Data Engineer (Python & AWS)
Full-time
Mid-Senior Level
Job Overview
About you:
You are a Data Engineer who enjoys building reliable, scalable, and high-performance data platforms that drive meaningful impact. You thrive in designing end-to-end solutions, applying software engineering best practices, and leveraging cloud technologies to deliver clean, efficient, and automated data pipelines. You are collaborative, detail-oriented, and constantly seeking to improve and innovate within the modern data ecosystem.
You Bring to Applaudo the Following Competencies:
- Bachelor’s degree in Computer Science, Data Engineering, or related field, or equivalent practical experience.
- 5+ years of hands-on experience as a Data Engineer.
- Advanced proficiency in SQL and strong understanding of database fundamentals.
- Proficient in Python for data processing, automation, and transformation.
- Experience working with AWS, Azure, or GCP, including core data services.
- Strong knowledge of data modeling (dimensional, normalized, and performance-optimized).
- Experience with workflow orchestration tools (Airflow, Dagster, or Prefect).
- Familiarity with Infrastructure as Code (IaC) tools such as Terraform or CloudFormation.
- Understanding of software engineering best practices, including CI/CD, version control, and testing.
- Experience with Docker or Kubernetes for containerized data solutions (nice to have).
- Knowledge of Apache Spark or similar distributed data processing frameworks (nice to have).
- Familiarity with streaming technologies such as Kafka, Kinesis, or Pub/Sub (nice to have).
- English is a requirement, as you will be working directly with US-based clients.

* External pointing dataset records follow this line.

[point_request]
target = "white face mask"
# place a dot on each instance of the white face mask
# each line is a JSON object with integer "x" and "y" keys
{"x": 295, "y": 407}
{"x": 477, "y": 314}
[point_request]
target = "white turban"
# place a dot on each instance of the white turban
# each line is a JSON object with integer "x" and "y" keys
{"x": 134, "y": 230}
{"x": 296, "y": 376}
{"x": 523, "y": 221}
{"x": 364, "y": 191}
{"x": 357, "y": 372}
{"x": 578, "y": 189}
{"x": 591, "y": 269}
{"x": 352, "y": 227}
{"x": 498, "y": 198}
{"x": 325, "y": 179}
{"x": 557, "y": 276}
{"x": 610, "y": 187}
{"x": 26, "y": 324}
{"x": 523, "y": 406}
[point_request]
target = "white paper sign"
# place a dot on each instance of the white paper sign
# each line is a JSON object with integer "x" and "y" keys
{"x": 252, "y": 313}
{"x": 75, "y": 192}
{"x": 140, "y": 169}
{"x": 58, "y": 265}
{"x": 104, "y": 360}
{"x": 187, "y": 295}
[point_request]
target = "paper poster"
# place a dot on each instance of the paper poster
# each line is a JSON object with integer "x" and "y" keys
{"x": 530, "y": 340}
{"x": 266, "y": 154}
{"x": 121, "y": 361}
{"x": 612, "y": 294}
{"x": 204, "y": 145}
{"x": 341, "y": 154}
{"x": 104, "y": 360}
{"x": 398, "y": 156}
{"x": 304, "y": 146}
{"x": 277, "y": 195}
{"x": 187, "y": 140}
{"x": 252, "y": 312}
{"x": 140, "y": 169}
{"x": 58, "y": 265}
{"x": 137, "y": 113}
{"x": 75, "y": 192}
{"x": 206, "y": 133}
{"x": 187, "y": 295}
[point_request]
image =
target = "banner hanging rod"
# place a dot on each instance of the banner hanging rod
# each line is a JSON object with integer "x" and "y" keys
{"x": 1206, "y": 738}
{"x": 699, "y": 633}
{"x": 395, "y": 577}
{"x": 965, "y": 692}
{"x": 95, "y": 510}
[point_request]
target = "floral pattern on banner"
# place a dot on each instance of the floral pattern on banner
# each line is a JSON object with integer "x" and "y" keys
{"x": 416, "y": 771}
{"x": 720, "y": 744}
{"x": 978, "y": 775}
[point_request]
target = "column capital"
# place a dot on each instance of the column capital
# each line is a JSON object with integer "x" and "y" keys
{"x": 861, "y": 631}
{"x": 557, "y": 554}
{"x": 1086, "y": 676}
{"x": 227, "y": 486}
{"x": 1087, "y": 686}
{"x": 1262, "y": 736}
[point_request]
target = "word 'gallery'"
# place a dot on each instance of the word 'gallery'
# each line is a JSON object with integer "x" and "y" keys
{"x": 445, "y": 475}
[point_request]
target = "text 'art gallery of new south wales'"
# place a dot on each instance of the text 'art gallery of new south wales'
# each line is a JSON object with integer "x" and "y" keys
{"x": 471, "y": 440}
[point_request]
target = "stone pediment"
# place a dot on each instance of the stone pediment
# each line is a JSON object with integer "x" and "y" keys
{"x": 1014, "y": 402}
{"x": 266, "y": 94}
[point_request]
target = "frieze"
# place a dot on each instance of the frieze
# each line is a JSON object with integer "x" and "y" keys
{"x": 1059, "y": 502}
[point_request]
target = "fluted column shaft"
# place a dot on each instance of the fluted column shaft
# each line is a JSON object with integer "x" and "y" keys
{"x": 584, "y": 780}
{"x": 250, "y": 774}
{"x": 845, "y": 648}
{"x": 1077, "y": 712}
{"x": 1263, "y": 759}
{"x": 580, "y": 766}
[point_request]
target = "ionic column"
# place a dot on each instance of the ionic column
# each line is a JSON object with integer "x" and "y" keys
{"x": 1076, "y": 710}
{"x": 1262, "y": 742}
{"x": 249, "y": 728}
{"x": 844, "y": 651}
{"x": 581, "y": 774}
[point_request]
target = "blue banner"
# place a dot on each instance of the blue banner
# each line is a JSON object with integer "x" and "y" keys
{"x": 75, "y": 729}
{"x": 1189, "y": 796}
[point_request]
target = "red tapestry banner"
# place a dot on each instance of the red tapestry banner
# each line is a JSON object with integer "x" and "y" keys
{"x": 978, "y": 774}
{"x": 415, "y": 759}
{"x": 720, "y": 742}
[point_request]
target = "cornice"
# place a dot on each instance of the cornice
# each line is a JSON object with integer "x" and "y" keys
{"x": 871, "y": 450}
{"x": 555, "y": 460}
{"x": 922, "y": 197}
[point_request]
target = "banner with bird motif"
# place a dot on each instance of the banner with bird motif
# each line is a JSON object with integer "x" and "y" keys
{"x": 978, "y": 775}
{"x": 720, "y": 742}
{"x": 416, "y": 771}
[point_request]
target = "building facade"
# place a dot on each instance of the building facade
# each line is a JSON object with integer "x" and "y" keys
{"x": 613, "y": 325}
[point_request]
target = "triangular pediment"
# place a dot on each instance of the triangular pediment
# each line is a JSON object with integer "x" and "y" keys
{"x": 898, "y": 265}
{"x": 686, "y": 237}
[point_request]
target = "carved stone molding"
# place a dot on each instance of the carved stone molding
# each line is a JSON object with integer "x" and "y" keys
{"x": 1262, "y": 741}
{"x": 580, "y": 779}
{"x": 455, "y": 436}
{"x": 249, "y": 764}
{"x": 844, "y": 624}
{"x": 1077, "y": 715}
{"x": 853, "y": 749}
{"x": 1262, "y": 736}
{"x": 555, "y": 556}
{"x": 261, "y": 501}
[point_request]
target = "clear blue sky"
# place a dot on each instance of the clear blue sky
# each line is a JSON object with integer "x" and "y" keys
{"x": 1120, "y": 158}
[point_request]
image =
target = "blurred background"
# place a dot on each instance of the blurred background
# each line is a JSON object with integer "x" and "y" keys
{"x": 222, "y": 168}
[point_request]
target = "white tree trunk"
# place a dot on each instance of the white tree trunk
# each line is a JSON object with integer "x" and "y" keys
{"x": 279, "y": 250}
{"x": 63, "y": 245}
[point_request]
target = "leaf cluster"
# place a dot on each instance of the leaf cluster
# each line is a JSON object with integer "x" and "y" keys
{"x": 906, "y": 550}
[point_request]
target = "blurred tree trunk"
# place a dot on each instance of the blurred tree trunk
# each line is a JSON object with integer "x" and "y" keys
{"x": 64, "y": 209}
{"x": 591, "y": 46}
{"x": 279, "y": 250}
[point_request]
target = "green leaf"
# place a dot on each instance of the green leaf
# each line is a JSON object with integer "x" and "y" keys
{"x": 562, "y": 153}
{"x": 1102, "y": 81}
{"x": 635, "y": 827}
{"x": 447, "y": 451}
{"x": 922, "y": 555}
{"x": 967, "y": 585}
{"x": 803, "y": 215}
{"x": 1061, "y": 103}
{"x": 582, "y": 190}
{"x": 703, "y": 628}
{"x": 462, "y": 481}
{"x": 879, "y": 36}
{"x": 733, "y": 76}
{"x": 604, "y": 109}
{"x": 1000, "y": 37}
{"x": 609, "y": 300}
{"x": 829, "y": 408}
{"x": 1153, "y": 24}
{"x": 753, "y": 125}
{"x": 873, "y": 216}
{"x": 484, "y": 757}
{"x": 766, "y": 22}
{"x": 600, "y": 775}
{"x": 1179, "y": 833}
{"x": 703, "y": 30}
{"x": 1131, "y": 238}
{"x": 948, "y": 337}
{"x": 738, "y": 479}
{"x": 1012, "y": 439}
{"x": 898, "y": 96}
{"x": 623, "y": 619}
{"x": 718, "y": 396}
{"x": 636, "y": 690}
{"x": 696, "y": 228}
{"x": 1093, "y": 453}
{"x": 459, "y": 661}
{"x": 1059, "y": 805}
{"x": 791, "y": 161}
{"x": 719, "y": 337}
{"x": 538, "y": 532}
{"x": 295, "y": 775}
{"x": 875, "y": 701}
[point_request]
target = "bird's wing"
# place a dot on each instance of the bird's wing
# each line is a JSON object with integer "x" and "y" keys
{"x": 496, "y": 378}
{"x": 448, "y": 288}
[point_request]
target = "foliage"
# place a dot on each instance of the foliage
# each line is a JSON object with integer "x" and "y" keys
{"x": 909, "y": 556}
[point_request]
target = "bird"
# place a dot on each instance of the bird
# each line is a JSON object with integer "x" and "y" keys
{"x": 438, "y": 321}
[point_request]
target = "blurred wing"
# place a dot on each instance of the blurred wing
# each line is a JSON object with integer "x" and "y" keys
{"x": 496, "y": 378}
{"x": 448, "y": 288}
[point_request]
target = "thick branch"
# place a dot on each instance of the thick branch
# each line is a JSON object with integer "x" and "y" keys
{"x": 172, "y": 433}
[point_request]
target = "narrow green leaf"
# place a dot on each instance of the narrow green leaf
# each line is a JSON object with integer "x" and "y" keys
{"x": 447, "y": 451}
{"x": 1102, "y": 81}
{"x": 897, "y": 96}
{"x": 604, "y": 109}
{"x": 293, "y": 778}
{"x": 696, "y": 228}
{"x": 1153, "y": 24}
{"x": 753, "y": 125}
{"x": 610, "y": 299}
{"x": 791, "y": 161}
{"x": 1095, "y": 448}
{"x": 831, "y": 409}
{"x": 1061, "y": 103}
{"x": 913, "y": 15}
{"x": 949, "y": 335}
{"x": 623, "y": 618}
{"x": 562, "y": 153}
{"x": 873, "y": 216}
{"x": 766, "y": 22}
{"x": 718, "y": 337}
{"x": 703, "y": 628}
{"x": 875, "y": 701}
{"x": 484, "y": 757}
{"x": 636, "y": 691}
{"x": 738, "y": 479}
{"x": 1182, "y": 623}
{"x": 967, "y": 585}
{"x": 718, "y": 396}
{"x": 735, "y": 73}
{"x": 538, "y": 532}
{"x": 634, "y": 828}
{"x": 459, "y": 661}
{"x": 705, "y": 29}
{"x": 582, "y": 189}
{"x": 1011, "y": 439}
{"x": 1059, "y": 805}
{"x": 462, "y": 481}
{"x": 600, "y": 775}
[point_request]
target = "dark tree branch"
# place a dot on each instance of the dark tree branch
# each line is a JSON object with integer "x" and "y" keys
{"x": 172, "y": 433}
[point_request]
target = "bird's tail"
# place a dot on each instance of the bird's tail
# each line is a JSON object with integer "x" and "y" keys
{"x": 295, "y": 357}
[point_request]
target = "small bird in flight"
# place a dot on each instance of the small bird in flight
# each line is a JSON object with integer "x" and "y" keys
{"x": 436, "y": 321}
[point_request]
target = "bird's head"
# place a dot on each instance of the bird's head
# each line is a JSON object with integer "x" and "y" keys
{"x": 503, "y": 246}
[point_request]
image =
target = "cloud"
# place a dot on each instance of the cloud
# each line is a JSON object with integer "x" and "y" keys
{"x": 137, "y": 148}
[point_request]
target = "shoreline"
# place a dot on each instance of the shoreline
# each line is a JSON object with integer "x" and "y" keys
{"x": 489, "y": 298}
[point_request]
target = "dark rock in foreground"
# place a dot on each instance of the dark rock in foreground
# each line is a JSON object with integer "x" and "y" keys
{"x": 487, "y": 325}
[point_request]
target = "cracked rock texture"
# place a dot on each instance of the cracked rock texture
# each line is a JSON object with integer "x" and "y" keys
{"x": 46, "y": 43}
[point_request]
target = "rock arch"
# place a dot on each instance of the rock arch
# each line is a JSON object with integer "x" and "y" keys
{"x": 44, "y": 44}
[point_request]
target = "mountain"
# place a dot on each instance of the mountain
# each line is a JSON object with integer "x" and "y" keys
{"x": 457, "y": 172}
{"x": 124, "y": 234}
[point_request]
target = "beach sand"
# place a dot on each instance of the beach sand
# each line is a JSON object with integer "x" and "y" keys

You Will Be Accountable for the Following Responsibilities:
- Design, build, and maintain scalable ETL/ELT pipelines integrating multiple data sources (APIs, databases, streams, and files).
- Develop and optimize cloud-based data warehouses and data lakes (Snowflake, BigQuery, Redshift, etc.).
- Implement observability and monitoring for data pipelines, including logging and alerting.
- Apply software engineering principles to ensure reliable, reusable, and well-documented code.
- Collaborate with cross-functional teams to align data infrastructure with analytics and business goals.
- Ensure data reliability, scalability, and performance across environments.
- Automate workflows and promote Infrastructure as Code for consistency and repeatability.
- Stay current with emerging data engineering tools and technologies and propose continuous improvements.